Perhaps a clue in the attraction of using a DFM is the trend towards some larger adviser groups acquiring their own discretionary permissions; presumably thus achieving some gain for their clients and the business.
With all the tools and data freely available to anyone who cares to look, it is not hard to find information to assist an adviser in coming up with some sensible asset allocation and portfolio choices. The challenge is in the implementation.
First, there is the discipline of ensuring the process of research, analysis and review remains consistent and robust. It must be timely, not just executed when it can be fitted in, otherwise it could breach internal policy and detract from client service.
Second, there are the changes that need to be made to portfolios, perhaps quarterly or half yearly, to ensure the risk tolerance of client products remains within appropriate parameters.
This is where the crux of advisory administration can become a real headache for the firm. Other than reverting to original allocation, client permission needs to be sought to make portfolio changes.
Even the most efficient of administrators cannot hope to predict when several hundred clients will respond – even if 90 per cent do so, what about the remaining 10 per cent?
For the 90 per cent that do respond, the adviser needs to decide whether to wait until they have all responded before implementing changes so that they are all treated the same, and whether this would be fair to the ones that responded quickly.

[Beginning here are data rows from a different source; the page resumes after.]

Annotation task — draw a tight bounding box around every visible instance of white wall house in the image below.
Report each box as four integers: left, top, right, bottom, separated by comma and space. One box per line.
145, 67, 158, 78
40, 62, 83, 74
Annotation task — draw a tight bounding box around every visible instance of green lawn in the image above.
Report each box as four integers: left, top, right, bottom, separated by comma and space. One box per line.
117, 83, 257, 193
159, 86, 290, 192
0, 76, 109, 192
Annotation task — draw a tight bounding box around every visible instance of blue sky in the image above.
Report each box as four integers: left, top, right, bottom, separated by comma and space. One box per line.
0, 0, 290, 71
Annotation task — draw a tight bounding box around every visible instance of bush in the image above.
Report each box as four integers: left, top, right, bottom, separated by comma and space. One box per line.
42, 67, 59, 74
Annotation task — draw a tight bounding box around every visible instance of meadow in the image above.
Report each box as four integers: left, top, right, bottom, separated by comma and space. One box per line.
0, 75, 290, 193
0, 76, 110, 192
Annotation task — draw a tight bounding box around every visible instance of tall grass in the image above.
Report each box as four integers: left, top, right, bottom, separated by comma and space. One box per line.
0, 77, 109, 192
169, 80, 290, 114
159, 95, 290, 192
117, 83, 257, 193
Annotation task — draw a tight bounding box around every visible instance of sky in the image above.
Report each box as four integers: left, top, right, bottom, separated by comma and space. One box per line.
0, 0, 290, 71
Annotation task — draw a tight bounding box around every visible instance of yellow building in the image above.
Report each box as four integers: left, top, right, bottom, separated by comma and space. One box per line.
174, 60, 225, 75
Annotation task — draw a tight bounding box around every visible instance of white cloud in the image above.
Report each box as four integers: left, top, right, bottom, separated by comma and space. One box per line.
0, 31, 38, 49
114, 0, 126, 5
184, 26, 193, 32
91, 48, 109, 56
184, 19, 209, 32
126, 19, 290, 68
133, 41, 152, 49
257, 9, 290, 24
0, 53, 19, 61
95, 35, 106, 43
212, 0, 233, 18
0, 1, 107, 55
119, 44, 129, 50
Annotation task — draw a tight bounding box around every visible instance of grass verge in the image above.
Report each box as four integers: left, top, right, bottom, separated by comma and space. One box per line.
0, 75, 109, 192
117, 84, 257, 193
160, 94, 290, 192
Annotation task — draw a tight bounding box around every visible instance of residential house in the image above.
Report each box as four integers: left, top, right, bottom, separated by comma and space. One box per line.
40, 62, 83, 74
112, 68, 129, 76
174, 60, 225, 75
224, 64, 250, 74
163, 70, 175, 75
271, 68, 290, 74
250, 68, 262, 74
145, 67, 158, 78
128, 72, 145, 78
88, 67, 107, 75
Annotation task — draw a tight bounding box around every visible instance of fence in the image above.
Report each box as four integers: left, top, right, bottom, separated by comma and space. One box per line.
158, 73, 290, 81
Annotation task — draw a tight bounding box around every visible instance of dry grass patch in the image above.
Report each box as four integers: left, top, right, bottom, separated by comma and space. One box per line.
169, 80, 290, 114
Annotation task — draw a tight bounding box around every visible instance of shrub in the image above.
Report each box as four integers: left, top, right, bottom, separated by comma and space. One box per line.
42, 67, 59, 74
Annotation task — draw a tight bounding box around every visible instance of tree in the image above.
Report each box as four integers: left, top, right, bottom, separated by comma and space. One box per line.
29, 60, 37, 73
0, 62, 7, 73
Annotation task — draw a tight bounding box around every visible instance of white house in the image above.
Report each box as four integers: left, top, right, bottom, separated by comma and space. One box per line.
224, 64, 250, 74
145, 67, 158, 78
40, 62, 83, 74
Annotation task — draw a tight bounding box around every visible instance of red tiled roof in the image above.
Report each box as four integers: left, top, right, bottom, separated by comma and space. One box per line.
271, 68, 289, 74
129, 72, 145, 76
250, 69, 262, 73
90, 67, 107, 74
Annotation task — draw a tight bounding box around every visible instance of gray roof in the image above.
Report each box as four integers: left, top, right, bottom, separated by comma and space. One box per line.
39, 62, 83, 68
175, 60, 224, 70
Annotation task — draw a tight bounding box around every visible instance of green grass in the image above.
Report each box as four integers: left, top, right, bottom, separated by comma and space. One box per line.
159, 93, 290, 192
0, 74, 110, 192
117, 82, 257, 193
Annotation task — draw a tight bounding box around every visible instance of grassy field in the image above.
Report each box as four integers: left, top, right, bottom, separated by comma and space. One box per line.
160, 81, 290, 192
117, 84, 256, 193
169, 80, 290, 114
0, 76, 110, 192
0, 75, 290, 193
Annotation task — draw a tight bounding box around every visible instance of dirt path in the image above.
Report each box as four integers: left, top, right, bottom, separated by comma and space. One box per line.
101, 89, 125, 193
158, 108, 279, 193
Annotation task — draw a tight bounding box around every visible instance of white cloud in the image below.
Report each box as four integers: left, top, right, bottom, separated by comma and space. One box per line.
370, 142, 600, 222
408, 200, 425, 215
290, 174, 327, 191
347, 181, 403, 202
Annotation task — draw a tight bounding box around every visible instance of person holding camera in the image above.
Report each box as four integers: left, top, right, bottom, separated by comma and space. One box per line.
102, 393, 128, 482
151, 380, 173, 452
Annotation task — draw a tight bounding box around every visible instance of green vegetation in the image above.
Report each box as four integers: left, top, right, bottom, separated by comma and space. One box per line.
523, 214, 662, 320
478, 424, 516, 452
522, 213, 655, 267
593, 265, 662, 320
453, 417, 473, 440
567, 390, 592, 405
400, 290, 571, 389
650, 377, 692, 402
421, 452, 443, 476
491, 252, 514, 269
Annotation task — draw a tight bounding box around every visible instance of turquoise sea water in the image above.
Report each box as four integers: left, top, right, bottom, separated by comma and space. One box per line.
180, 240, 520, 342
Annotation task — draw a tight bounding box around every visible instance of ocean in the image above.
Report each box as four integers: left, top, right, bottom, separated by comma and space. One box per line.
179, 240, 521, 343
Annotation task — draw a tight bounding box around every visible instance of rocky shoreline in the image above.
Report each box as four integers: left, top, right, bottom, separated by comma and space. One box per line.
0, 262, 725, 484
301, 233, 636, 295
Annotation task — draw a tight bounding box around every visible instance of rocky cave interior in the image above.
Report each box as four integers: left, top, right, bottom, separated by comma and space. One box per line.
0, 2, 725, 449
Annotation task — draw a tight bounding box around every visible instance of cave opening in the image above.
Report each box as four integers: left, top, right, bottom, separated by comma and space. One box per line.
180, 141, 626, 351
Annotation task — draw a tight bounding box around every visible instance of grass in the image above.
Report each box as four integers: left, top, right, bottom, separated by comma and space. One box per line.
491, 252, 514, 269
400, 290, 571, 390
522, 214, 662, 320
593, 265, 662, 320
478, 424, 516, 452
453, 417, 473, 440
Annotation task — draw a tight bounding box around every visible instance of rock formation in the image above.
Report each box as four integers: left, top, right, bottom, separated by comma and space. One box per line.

If the adviser delays they might have missed the investment opportunity that was driving the decision to make changes in the first place.
The 10 per cent that don’t respond now have portfolios that are drifting from the adviser recommendation. This might not be a disaster in the short term, but over time it can lead to significant risk issues.
If you think about lower-risk clients who have a lot of fixed interest, imagine a scenario where prices fall quickly with central banks spooking the market and inflation climbing rapidly. A significant drop in value for these clients is the opposite of the low volatility targeted by their risk profile.
In these scenarios, the adviser is taking responsibility for the investment decisions and will therefore be held accountable by the client. This makes sense for those advisers that want to be ‘investment advisers’. But many wish to focus on the strategic planning with clients and hold an investment manager accountable, as well as freeing up key resources for other revenue-generating activities.
It is not surprising then that advisers who really enjoy the planning would rather leave things they can’t control – investment markets – to someone else they can hold accountable.